On Behalf of | Sep 4, 2023 | Probate Litigation |

The estate planning documents someone creates while still alive determine exactly what happens with their property when they die. Every adult who has acquired resources and taken on responsibilities to others, such as their children, has the legal right to decide for themselves what should happen with those assets.

A will or other testamentary document included in an estate plan should honestly capture someone’s wishes based on their sense of obligation to others and their relationships. Unfortunately, there are some people who try to manipulate those creating an estate plan for their own selfish gain. Ultimately, family members may question whether undue influence from a spouse, child or caregiver led to someone drastically altering their will. How can families prove undue influence when they contest a will in probate court?

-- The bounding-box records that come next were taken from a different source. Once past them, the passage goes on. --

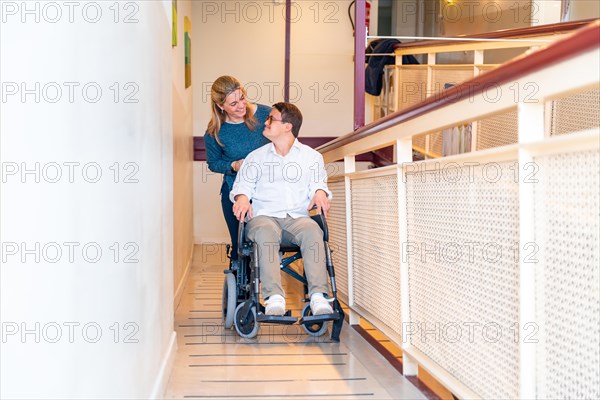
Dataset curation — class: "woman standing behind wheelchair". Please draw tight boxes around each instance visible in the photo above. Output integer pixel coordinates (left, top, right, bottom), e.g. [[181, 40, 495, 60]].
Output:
[[204, 75, 271, 266]]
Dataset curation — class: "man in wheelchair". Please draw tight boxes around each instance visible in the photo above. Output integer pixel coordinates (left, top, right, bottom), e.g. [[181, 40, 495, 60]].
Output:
[[230, 103, 333, 316]]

Present earlier versions of the will

One of the most compelling pieces of evidence in an undue influence claim will be what the testator had previously chosen to do with their assets. The more significant the change and the more those changes benefit a single party, the more likely that a probate court judge is to agree with family members that the final will someone left was not a reflection of their actual intentions. That earlier version of the will could end up being the document that ultimately determines what happens with someone’s property if the courts agree with the claims of undue influence.

Show evidence of manipulation or alienation

Perhaps someone took advantage of an older adult in declining health by manipulating their perception of other family members. They may have fabricated stories or exaggerated true events to make family members appear unreliable or even malicious. Other times, they might have interfered with family members’ attempts to communicate with an older adult. They might also have prevented them from visiting frequently as a way to raise questions about their relationship with the testator. The more proof there is that the person who benefited from the estate planning changes lied to the testator or tried to alter their relationship with others, the better the chances of convincing the courts that undue influence likely undermined someone’s wishes.

Collecting necessary evidence to prove misconduct on the part of a beneficiary can potentially benefit those who believe they need to challenge the validity and/or enforceability of a will.